KAPİTEL 43
Beim Einsturz einer Decke im Papstpalast von Viterbo hatten herabfallende Balken und sonstige Trümmer Johannes XXI. erschlagen. Von Rom, wo man die Nachricht mit entsetztem Schweigen aufnahm, verbreitete sie sich in der ganzen Christenheit. Wieder einmal hatte die Welt niemanden, der ihr mitteilte, was Gottes Stimme sagte.
Palombara erfuhr im Kaiserpalast vom Tod des Papstes, wo er sich zu einer Audienz beim Kaiser aufhielt. Jetzt stand er in einer der großen Galerien vor einer Statue von überirdischer Schönheit, die aus dem antiken Griechenland stammte, aus der Zeit vor Christi Geburt. Sie war eine der wenigen, welche die Verwüstung der Stadt überdauert hatten. Nur eine kleine Absplitterung an einem Arm zeigte, dass auch sie der Zeit und dem Wandel unterworfen war.
Als Anna auf dem Rückweg von einem Patienten durch diese Galerie
kam, sah sie Bischof Palombara, der so tief in Gedanken versunken
zu sein schien, dass er ihre Anwesenheit nicht bemerkte.

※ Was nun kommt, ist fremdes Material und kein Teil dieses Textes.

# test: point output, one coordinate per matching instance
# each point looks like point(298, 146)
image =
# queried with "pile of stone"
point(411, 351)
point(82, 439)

Sein
Gesicht, dessen Züge er in diesem Augenblick nicht bewusst
kontrollierte, zeigte ihr eine solche Empfänglichkeit für
Schönheit, als könne jene mühelos an allen von ihm errichteten
Schranken vorüber in sein tiefstes Inneres gelangen und all seine
Wunden berühren.
Er ließ es in diesem Augenblick zu, denn ein Teil seines Wesens sehnte sich nach einem alles überwältigenden Gefühl, selbst wenn es mit Schmerz verbunden war. Doch es entzog sich ihm – das erkannte Anna an dem kaum wahrnehmbaren Aufblitzen in seinen Augen, als er sich ihr zuwandte.
Dann ging er schweigend, und sie schämte sich, in sein Innerstes eingedrungen zu sein, auch wenn es gänzlich unabsichtlich geschehen war.
Sie hörte rasche Schritte und fuhr herum. Warum nur fühlte sie sich so ertappt? Nur weil sie einen Augenblick lang mit einem Abgesandten Roms empfunden hatte? Das war der Kernpunkt des Schismas: Bei der Kirchenspaltung ging es in Wahrheit nicht um das Wesen Gottes, sie ging auf das dem Wesen der Menschen eigene Gift zurück. Es trennte die beiden Seiten scharf voneinander und bewirkte, dass man Angst hatte, die Hand auszustrecken, um die Trennlinie zu überwinden.